To Define the Authorization Policy

  1. In the Filter section, create the list of agents to which you will apply the authorization policy in bulk.

    1. Click the folder icon on the Agent name cell to open the Select Agent dialog, where you select the agent to include in the list.

      Use the Filter pane on the right hand side and click the Filter button to narrow down the number of agents on the list. When you have found the Agent you are looking for, select it and click the Select button. It is inserted in the Filter table.

    2. Use the table toolbar to add more agents and to arrange them in the list:

      Option

      Description

      Inserts a new row at the bottom of the table

      Deletes the row

      Removes the entry from the list and pastes it to the clipboard. Click Paste to add it to the bottom of the table.

      Duplicates the entry. Click Paste to add it to the bottom of the table.
       
      Activates all rows in the table.
    3. Activate the Exclude checkbox if you want this agent to be excluded from this authorization policy.

      For example, in the illustration below, all Windows agents have been granted certain rights on a number of clients with just one exception: AGENT.WIN.CPBFGP, which is also a Windows agent, will have no access to those clients:

  2. The Authorizations section provides the list of all the available agents in your system. Specify here the individual rights the agents should have (or not) on the clients.

    The Client Number and Client Title columns are not editable; they provide the number and title(if available) of the client as specified upon creation.

    1. Specify the rights you want to grant the agents in the selected client:

      Right Description
      File Transfer - Read The client can transfer (send) files.
      File Transfer - Write The client can receive transferred files.
      Execute Jobs The client can start jobs.
    2. Activate the Apply checkbox to grant the selected rights to the agents in the Filter list.

      Please note that you can also activate this checkbox if no rights have been specified for a client.

      Example:

      The agents depicted in this screenshot are assigned to clients 6, 25 and 27.
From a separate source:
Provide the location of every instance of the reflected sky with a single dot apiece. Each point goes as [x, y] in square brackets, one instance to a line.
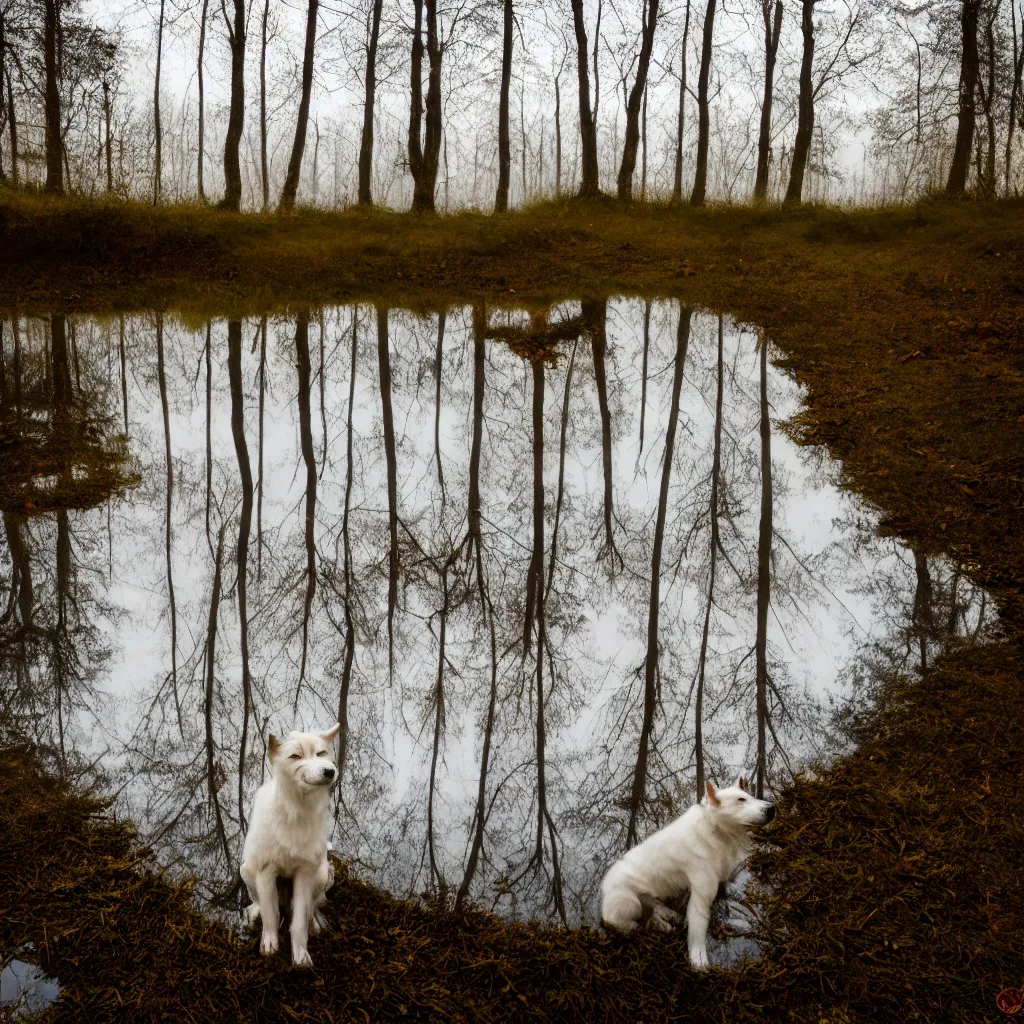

      • On client 27 they have full rights.
      • On client 25 they can only receive transferred files.
      • Although the are assigned to client 6, they cannot perform any of the actions associated to these rights.
  3. In the Preview section, check the client/agent assignment you have just defined.

    Before applying the rights policy on clients to the collected agents you can check whether your definition is correct.

    Click the Preview button at the bottom of this page to see the list of agents to which you are about to grant rights. This does not trigger agent assignment, it simply displays the effects that the agent assignment would have with this HSTA object.

    You can save and preview your definitions or only preview them. In any case, make sure that you save them before approving the policy.

  4. If you are satisfied with your settings, click the Apply Authorization Policy button on the toolbar:

  5. Activate the HSTA object. For this purpose, switch to the Administration Perspective, expand Agents & Groups and select Agent Authorization Policies.

    The HSTA object you have just created is in the Inactive table. Select it and do one of the following:

    • Right-click and select Set Active or
    • Click the arrow to insert it in the Active table or
    • Drag and drop it in the Active table

    You can also select multiple objects and activate them in bulk.

  6. As soon as you save the object, it is written to the UC_AGENT_ASSIGNMENT static Variable and, therefore, it is activated. See UC_AGENT_ASSIGNMENT - Agent Assignment.

Important Configuration Details

The order of objects in the Active table is relevant! This order is mirrored in the UC_AGENT_ASSIGNMENT Variable. For example, consider this list of active agents:

The UC_AGENT_ASSIGNMENT Variable is as follows:

The list is processed from top to bottom; if two objects contain contradictory definitions, the rights of the HSTA object that is listed last are applied.

Deleting an HSTA object in the Explorer of the Process Assembly perspective also removes the corresponding entry in UC_AGENT_ASSIGNMENT and in the Agent Authorization Policies page in the Administration Perspective.

For performance reasons, rights are not assigned every time an agent starts but only when it starts for the first time.